Moreover, Overlawyered still has Stella Liebeck as a category. There are only like 25 categories. I can’t see why a 18 year old claim still gets its own category.
Ron, in the real world, you order hot coffee knowing it’s hot. In the real world, if you spill it, it’s your fault. In the real world, if you’ve spilled it on yourself before, and you continue to order it, and you spill it on yourself again, it’s still your fault. It’s only in the legal world where these things are even up for debate.
The reason why Stella Liebeck still deserves a tag is that misguided people still think these kinds of cases have merit, and they deserve to know the truth. (Note that I use “merit” in the sense people use it in the real world. I realize that legal “ethics” seem to equate merit with “potential monetary income,”)
From my vantage point rarely will a month goes by that I don’t come across some poor misguided soul whose misconceptions of the Libeck case are sufficient enough to suggest they spend a few minutes reviewing Ted’s excellent analysis. I find that while many people are aware of the case, they are not aware of the facts. Having it available and neatly packaged for consumption is a public service. That and I detest “wars of wit” with unarmed opponents.
PS – Surely you are not suggesting that OJ was anything but innocent?
Ron Miller writes, “the real world is more complicated than that.” I wonder what “that” is. I am lost.
We still talk about the battle of Hastings in 1066, and the Dred Scott case in of 1857. The Liebeck case is a very clear cut about making a deep-pockets claim for an unfortunate accident.
One aspect of the Stella Liebeck case that should be kept in mind is the roll of doctors. I wonder if Ms. Liebeck really needed skin graphs. It is my understanding that it was the jaw dropping medical bills that led Ms. Liebeck to ask for help.
Mr. Frank:
In the Liebeck case, the evidence indicated that the coffee was served at around 180 degrees Fahrenheit; whereas, in the instant Sonic case, the best available evidence (testimony of the store manager based on a measurement taken the day after) seems to indicate that the coffee was served at around 169 degrees Fahrenheit. So I do not think this case stands as “yet another refutation of the trial-lawyer claim that Stella Liebeck’s McDonald’s coffee was unusually hot. ”
The apparent temperature difference is substantial (11 degrees), especially if one accepts the expert testimony in Liebeck regarding the variation in time-to-third-degree-burn based on temperature differences. In Liebeck, the plaintiff’s medical expert testified at trial that “it takes less than three seconds to produce a third-degree burn at 190 degrees, about 12 to 15 seconds at 180 degrees and about 20 seconds at 160 degrees.” (Maybe that’s wrong; but, I think we need some demonstration of that fact before we can conclude that Sonic refutes the “claim that Stella Liebeck’s McDonald’s coffee was unusually hot.”)

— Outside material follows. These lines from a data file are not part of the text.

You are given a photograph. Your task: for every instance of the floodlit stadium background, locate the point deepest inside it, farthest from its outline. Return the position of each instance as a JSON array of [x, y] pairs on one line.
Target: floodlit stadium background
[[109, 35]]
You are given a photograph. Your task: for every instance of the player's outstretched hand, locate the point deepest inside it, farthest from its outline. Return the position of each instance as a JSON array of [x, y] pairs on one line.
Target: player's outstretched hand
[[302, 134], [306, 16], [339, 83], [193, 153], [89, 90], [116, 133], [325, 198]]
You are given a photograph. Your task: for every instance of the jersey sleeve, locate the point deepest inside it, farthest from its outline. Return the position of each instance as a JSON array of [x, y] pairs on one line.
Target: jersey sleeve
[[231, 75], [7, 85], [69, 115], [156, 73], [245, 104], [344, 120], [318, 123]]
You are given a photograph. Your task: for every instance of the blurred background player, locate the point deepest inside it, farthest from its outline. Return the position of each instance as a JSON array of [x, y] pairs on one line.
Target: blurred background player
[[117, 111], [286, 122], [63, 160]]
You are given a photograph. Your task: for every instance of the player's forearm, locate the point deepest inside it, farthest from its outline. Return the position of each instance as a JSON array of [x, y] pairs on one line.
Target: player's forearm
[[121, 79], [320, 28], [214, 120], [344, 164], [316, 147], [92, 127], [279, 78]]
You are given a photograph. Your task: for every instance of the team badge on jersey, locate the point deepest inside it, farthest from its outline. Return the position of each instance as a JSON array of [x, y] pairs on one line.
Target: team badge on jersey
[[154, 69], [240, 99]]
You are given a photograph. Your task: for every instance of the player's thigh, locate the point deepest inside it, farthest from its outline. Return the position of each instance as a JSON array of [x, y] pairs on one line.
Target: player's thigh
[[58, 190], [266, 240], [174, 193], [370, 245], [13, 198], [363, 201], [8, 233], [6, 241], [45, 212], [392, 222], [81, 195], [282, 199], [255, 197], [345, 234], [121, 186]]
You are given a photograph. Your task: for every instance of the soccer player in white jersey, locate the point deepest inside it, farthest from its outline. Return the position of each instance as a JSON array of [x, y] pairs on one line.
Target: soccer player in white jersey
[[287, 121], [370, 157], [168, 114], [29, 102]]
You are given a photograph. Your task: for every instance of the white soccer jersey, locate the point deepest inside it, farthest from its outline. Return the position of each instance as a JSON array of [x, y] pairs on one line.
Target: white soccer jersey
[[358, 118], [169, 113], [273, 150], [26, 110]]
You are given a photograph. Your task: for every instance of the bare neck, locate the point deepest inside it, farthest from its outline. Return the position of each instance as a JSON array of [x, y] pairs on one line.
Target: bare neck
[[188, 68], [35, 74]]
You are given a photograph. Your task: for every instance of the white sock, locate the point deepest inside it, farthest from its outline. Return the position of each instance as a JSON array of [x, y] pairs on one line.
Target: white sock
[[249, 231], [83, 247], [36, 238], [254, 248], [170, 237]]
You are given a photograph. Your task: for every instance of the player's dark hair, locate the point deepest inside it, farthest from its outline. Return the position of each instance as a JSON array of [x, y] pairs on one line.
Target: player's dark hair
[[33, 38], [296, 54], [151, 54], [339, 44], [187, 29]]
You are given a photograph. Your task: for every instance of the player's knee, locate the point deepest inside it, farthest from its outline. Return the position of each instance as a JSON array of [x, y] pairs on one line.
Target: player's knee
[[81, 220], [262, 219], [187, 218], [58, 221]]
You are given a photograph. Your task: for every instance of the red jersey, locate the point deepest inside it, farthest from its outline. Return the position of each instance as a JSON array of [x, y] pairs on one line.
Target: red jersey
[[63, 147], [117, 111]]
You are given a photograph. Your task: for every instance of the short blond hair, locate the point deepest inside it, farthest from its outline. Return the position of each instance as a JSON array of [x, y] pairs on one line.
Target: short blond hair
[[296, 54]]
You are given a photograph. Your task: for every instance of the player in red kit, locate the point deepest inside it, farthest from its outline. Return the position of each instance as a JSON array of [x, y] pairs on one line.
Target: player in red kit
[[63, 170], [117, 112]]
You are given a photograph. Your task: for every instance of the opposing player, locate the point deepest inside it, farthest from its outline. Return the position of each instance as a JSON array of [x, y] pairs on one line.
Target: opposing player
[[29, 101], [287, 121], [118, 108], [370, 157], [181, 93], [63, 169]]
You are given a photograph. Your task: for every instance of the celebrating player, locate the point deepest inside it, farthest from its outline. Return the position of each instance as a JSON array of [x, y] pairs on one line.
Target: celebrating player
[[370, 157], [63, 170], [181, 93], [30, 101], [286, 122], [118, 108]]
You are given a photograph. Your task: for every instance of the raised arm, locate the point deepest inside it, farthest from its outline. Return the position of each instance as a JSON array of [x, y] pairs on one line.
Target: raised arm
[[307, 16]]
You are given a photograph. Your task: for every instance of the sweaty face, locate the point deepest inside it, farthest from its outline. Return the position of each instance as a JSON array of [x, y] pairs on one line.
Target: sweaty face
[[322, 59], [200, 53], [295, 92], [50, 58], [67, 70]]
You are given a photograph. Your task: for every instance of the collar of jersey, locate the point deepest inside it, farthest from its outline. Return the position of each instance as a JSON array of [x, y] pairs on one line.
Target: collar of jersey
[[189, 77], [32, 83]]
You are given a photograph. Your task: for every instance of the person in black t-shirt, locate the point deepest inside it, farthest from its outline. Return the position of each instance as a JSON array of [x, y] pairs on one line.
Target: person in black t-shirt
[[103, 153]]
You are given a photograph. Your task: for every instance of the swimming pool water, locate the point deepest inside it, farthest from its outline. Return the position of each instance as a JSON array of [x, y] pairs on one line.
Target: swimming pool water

Also, it is worth pointing out that, in the Sonic case, the plaintiff did not support his products liability causes of action with any expert testimony. The court specifically noted that he did not produce any expert (or other) evidence to counter the defense expert’s claims. It is hard to win any products liability case without an expert. So this case does not seem particularly telling regarding hot beverage litigation. It seeems rightly decided, but for completely uncontroversial reasons unrelated to the nature of the claims themselves.
CC, if you read Colbert in full, you’ll see there’s no material legal difference between 169 and 180 degrees; the defendant would have won in the latter case as well. See also McMahon v. Bunn-O-Matic. Keep in mind also that the lawyer in Liebeck argued that every cup of coffee over 140 degrees was unreasonably dangerous.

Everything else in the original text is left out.